“El Zodiaco Mariano”

Miércoles, 19 Octubre 2022 08:57 Escrito por Atilio Alberto Peralta Merino

Mariano Fernández de Echeverría y Veytia remite en su “Historia de la Fundación de la Ciudad de los Ángeles” a otro libro que constituye en sí mismo un arcano, un enigma, un acertijo: “El Zodiaco Mariano” obra póstuma escrita en 1690 por Francisco de Florencia y añadida por Juan Antonio de Oviedo en 1775.

La referencia de Fernández de Echeverría y Veytia  , alude a una obra en la que se describen las diversas advocaciones a la virgen que pueden encontrarse en los santuarios de la ciudad, así como a las historias que les acompañan; en la “Historia de la Fundación”, se hace particular énfasis en la relativa a la imagen conocida como “Virgen de la defensa”, que, acompañó a los colonizadores de la California, territorio bautizado en su expedición  por Hernán Cortés, dado que las mujeres nativas, dignas “amazonas guerreras”,  la hicieron recordar a la Reina Califa referida en los relatos de Amadís de Gaula.

Al retornar la imagen a la Ciudad de los Ángeles, emprendió un segundo peregrinar  y fue trasladada a Lima desde donde acompañó a las huestes de Alonso de Ercila y Zúñiga a  “La Araucana”, o sea, a  la guerra de conquista de la nación mapuche en Chile.

“La Araucana”, baste recordar, es una de las obras expurgadas por “el ama y la sobrina de Alonso Quijano” tras el retorno del primero de sus viajes del “caballero de la triste figura”, y  a cuya lectura, entre otras como la que asimismo concierne a diversas versiones del “Amadís de Gaula”, “el cura y el barbero” adjudicaron el trastorno psíquico del noble hidalgo.

A la cruenta  aventura de despojar a las mapuches de su tierra y destino, proveniente de la Nueva España se sumaría a la imagen de “La Virgen de la defensa” Catalina de Erauso, “La Monja Alférez”, cuya historia fue magistralmente llevada al cine con la actuación de María Félix, ocasión en la que “la diva” declamaría los formidables diálogos que en la ocasión escribiera el poeta Xavier Villaurrutia.
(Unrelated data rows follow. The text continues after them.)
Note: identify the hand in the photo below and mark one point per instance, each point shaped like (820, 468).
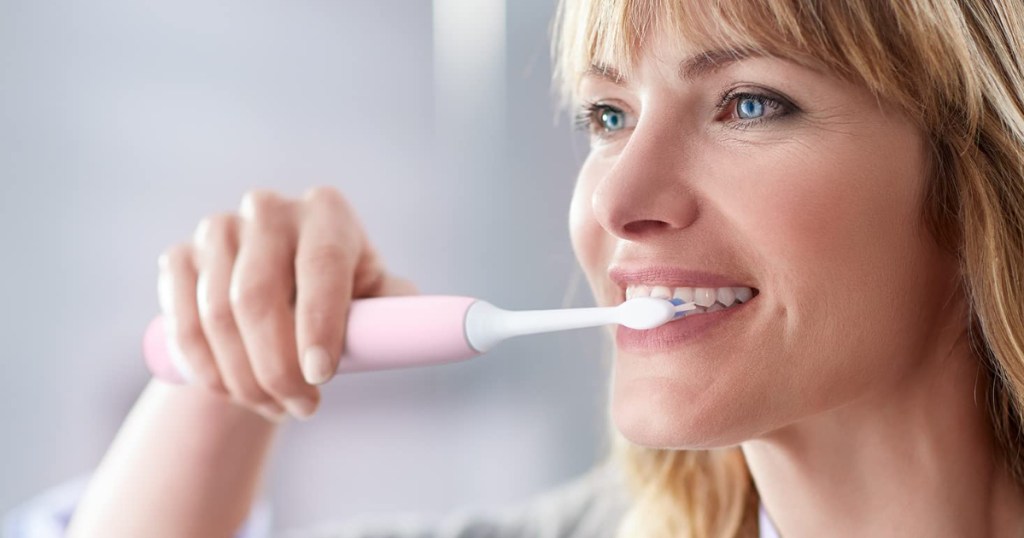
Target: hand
(258, 301)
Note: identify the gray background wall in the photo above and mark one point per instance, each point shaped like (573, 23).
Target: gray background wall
(122, 123)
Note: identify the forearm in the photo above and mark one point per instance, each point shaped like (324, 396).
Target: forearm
(185, 462)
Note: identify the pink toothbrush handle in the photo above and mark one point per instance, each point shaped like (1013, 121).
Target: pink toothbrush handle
(382, 333)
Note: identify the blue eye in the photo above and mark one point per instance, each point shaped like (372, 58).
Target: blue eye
(602, 120)
(750, 109)
(612, 120)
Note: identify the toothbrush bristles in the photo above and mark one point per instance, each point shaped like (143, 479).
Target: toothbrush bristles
(682, 307)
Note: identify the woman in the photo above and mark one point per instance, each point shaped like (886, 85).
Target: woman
(853, 170)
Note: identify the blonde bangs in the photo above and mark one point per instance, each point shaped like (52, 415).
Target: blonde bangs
(867, 41)
(954, 69)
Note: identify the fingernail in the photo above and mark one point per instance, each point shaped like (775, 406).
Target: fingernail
(301, 408)
(316, 366)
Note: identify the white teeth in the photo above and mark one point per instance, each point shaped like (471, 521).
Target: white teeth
(660, 292)
(708, 299)
(704, 296)
(726, 296)
(686, 294)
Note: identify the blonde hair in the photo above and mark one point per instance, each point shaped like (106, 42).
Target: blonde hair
(953, 67)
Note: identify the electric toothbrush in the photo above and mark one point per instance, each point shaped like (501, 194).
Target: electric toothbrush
(418, 330)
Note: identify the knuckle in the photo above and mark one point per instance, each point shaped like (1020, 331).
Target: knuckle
(252, 396)
(245, 392)
(213, 228)
(258, 203)
(323, 257)
(276, 381)
(218, 316)
(189, 333)
(253, 298)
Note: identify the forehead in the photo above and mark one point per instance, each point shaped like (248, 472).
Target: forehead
(693, 38)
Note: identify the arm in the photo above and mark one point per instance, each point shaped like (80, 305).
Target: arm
(185, 462)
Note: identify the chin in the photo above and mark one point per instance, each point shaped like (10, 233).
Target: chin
(665, 414)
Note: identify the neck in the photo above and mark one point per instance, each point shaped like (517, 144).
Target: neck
(918, 460)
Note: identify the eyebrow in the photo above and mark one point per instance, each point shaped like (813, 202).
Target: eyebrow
(695, 67)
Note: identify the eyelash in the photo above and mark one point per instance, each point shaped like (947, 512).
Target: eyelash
(589, 116)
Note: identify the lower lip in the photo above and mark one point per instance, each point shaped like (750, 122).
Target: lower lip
(677, 332)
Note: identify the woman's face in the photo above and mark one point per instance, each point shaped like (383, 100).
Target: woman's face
(711, 172)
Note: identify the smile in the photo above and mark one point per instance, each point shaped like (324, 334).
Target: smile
(707, 299)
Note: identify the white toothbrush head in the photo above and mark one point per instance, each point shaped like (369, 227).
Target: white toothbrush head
(648, 313)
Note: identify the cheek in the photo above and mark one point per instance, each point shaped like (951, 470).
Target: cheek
(848, 266)
(590, 242)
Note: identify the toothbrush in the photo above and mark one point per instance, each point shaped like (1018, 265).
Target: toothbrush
(417, 330)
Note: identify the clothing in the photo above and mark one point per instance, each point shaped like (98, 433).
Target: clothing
(588, 507)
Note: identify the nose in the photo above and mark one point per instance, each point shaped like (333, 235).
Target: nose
(646, 191)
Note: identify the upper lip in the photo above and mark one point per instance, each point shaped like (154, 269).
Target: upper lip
(668, 276)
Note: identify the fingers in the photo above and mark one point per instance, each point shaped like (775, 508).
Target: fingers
(260, 291)
(325, 262)
(216, 248)
(177, 285)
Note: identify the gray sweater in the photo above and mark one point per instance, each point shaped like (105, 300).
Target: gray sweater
(587, 507)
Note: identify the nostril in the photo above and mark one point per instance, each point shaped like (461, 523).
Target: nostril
(638, 228)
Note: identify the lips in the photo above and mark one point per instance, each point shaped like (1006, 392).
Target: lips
(687, 329)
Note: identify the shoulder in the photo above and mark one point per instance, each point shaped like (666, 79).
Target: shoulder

La existencia de un libro como “El Zodiaco Mariano” sugiere que, más allá del inventario de imágenes, existe una vocación adivinatoria, en la que, las referidas advocaciones se vincularían a las constelaciones astrales, práctica de origen caldea que ambiguamente fuera proscrita por la Iglesia.

En relación a los pueblos nativos, en la parte final del libro décimo de la “Monarquía Indiana” , Juan de Torquemada, el “Servio Tulio” mexicano, como lo calificara Lucas Alamán, tras referir la historia de las artes adivinatorias, se aboca a describir  y a condenar el equivalente en torno a los signos del “conejo, la caña, caimán, casa, flor, serpiente, ciervo, jaguar, caña, águila, mono, pedernal y perro”.

Desde los tiempos de Alfonso X “el sabio”, no obstante, se estableció una peculiar distinción, que consigna por su parte también en relación a las antigüedades mexicanas Fray Bernardino de Sahagún en su “Historia General de las Cosas de la Nueva España” entre la astrología “judiciaria” y la “adivinatoria”.

La Iglesia y la Inquisición proscribieron siempre la denominada “astrología adivinatoria”, no obstante, la llamada “judiciaria” , aun cuando se refería a la observación de los astros , jamás se vio constreñida a estudios propios del observatorio del Instituto de Astrofísica, sino que incursionaba en el destino de los hombres conforme a su fecha de nacimiento y el día en que se realizaba la consulta.

En conclusión, todo parece indicar que las artes adivinatorias eran condenadas o solventadas con el mote de “judiciarias” según fuese conveniente a las esferas del poder.

Los diversos cultos marianos por lo demás, sincréticos ya en el mundo mediterráneo en el que se fundieron con la devoción a la diosa “Isis” que lo refiero Apuleyo en “El Asno de Oro”, quedarían a su vez amalgamados en nuestras latitudes con las divinidades ancestrales del lugar, tal y como al efecto se manifiesta en la devoción guadalupana.

Dado el silencio histórico que cubre al libro póstumo de Francisco de Florencia, así como a su añadido por parte de Juan Antonio de Oviedo, estamos ante una obra envuelta en la ambigüedad con la que la ortodoxia de la Iglesia prohibía y propiciaba a conveniencia y  según las circunstancias,  el escudriñamiento en  los arcanos del mundo.